What if we change it a bit: If we allow pedophile fiction to be sold in adult stores, there is a 1% chance that the rates of child rape will drop by 50% and not a chance that it will increase. Knowing this, would you vote on the bill that allowed pedophile content to be sold? Now let’s now ponder how our answer or hesitation to answer makes us feel. Why hesitate? There is no chance that the rate will increase, so this can only be a positive or neutral outcome. Then it is reasonable to conclude that the only possible factor in determining your hesitation is internal, society-driven virtue. Abstract, unsubstantial, and in fact harmful in this case if one were to vote against it.
But statistically speaking, in the West, people still would. It has in fact been shown that the rape statistics in Japan, the center of fictional loli content, are significantly lower than in the West. There are, of course, multiple factors to consider, but if we take the psychological fact that people become more aggravated when you forcefully remove something than less, and also the fact that robust studies have shown illegal fictional content does not correlate with increases in that illegal behavior, it’s very, very clear if we are objective that objections to loli content are entirely virtuous and not truthful.

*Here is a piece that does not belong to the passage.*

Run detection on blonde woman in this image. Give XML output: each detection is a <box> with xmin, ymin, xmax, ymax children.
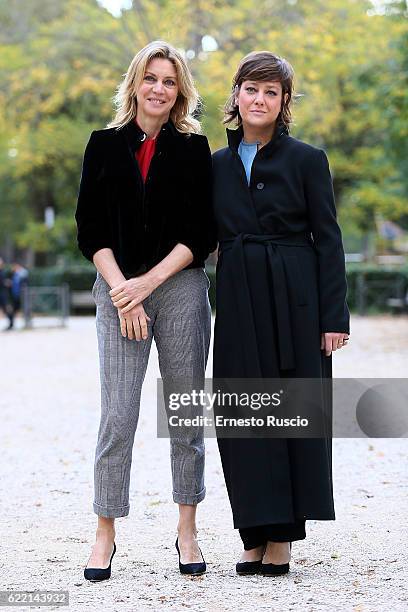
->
<box><xmin>76</xmin><ymin>41</ymin><xmax>215</xmax><ymax>581</ymax></box>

The most distressing aspect of this particular issue, for me, is that as the censors censor, they use the fact that proliferation of loli content is actually increasing as a result as evidence in favor of continuing to censor. Because it looks good to protect children, provided everyone agrees that’s what you’re doing, even if it is quite the opposite.
The point is, this is my thought-process. There are a lot of reasonable things that have been painted as unreasonable in this day and age. As far as loli is concerned, I’m not interested in the virtuous arguments against loli content. I’m interested in its effects on people, and more specifically, the negative effects of its removal. It shouldn’t be counter-intuitive if we look at any other relationship humans have with fiction; I so dearly wish that we could collectively wake up from our programmed minds, abstain from our selfish disgust for content with no documented adverse effects, and see this.
But ah, well.
I’m practically alone here, anyway. Who wants to tell the truth when it makes you look bad? It’s reasonable, I suppose. I eagerly await the day (coming soon) that the world eats itself alive and then turns around and stupidly asks “what happened?”